Found just as often among the supplements as in the bulk-food aisle, flaxseeds take the health-food crown thanks to their plentiful omega-3 content. Just two tablespoons contain more than 3 grams of this anti-inflammatory fatty acid—a whopping 140 percent of the daily recommended intake. Studies also show that flax’s hefty load of lignans, which the body turns into beneficial hormone-like chemicals, provides protection against prostate and breast cancers.
Try it: Your body absorbs ground seeds more easily, so crush flaxseeds in a coffee grinder (they’ll keep for about a week if you store them in the fridge) or buy flax meal, says Blatner. Sprinkle on pancakes, salads, or hummus. Flaxseeds also give stir-fried dishes a great nutty flavor.

This fall favorite is available year-round and comes loaded with antioxidant minerals like magnesium, zinc, iron, and phosphorous—all vital for bone health and normal heart function. Men in particular have reason to chow down: Research shows that the carotenoids (the antioxidant pigments in fruits and veggies) in pumpkinseeds may prevent prostate enlargement.
TRY IT: Sub pumpkinseeds anywhere you’d usually use nuts—as an on-the-go-snack, on top of salads, or in oatmeal cookies.

So much more than just hamburger-bun decoration, these tiny seeds provide plenty of copper, a nutrient essential for joint health, as well as a hefty dose of phytosterols, which help lower your cholesterol and decrease your cancer risk. Sesame seeds also contain high levels of the amino acid tryptophan, which may help mitigate insomnia and depression by boosting serotonin and melatonin levels in brain.
TRY IT: Use sesame seeds instead of bread crumbs to coat chicken, salmon, or tofu before baking or grilling. Sesame seeds brown nicely and add a tasty, crunchy texture to food.

Snack on sunflower seeds if you want a glowing complexion: A quarter cup provides 90 percent of the recommended vitamin E intake and 55 percent of what you need in vitamin B1—both essential vitamins for healthy skin, hair, and nails. This favorite ballpark snack also hits a home run with selenium, a mineral that helps repair DNA damage and kill cancer cells.
TRY IT: Move over peanut butter—sunflower butter has hit the shelves of health food stores and rivals the PB&J staple with its natural sweetness and creamy texture.
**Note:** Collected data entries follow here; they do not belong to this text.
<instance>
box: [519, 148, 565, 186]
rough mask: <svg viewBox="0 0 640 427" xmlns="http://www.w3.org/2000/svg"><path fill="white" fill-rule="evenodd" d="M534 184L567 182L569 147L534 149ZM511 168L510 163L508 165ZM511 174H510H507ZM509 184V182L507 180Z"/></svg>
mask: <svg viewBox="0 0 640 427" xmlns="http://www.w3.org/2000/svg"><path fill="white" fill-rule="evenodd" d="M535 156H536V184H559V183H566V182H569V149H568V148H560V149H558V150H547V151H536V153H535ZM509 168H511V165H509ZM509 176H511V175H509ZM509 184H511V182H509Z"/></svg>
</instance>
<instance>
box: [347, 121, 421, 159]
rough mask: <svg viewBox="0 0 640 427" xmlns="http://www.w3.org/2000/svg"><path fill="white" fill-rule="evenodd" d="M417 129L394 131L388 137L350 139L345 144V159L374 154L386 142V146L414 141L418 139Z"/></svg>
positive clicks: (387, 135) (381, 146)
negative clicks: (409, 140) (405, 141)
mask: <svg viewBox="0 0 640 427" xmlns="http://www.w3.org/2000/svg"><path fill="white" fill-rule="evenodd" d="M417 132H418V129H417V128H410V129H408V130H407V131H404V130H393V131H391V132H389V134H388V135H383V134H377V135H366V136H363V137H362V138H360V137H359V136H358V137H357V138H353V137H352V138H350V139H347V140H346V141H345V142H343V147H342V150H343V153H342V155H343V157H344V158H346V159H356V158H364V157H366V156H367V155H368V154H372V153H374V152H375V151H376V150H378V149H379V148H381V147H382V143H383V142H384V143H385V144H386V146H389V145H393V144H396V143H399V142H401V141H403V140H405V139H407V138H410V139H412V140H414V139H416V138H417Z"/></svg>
Sometimes good things come in extra-small packages. These miniature seeds teem with both fiber and heart-healthy fats, says Blatner. You’ll get a gram of fiber in each tablespoon, 2.7 grams of cholesterol-lowering polyunsaturated fat, plus about 15 percent of your daily calcium needs.
TRY IT: Move beyond the poppy-seed muffin or bagel and make lemon–poppy seed salad dressing. Mix 1/4 cup lemon juice, 1/4 cup olive oil, 1/4 cup white balsamic vinegar, 1 clove of minced garlic, 1 tablespoon honey, and 2 tablespoons poppy seeds.

With the ideal balance of omega-6s to omega-3s (about a 4-to-1 ratio), hempseeds help ward off depression and keep the body’s inflammation to a minimum. Hempseeds, which resemble sesame seeds in appearance, also contain the eight essential amino acids—making them a good protein choice for vegetarians.
TRY IT: For a tasty pesto alternative, combine 2 garlic cloves, 2 tablespoons hempseeds, 1/4 cup olive oil, 3 cups spinach leaves, 1 cup basil leaves, and 1/2 cup Parmesan cheese in a food processor until smooth.

A relative of broccoli and other members of the cruciferous veggie family, mustard seeds boast an impressive load of phytonutrients and specialized enzymes that help the body ward off colorectal cancer. These spicy, pungent seeds also deliver selenium, omega-3s, and magnesium—all anti-inflammatory nutrients that can reduce the severity of asthma and lower blood pressure.
TRY IT: Make your own mustard by soaking 5 tablespoons of seeds in 1/3 cup white wine and 1/3 cup vinegar overnight. Grind until the consistency is right, then season with paprika, turmeric, or your other favorite herbs and spices. The darker the color, the more pungent the seed—black seeds give a spicy punch to meals while white seeds (used to make American-style mustard) taste more mild.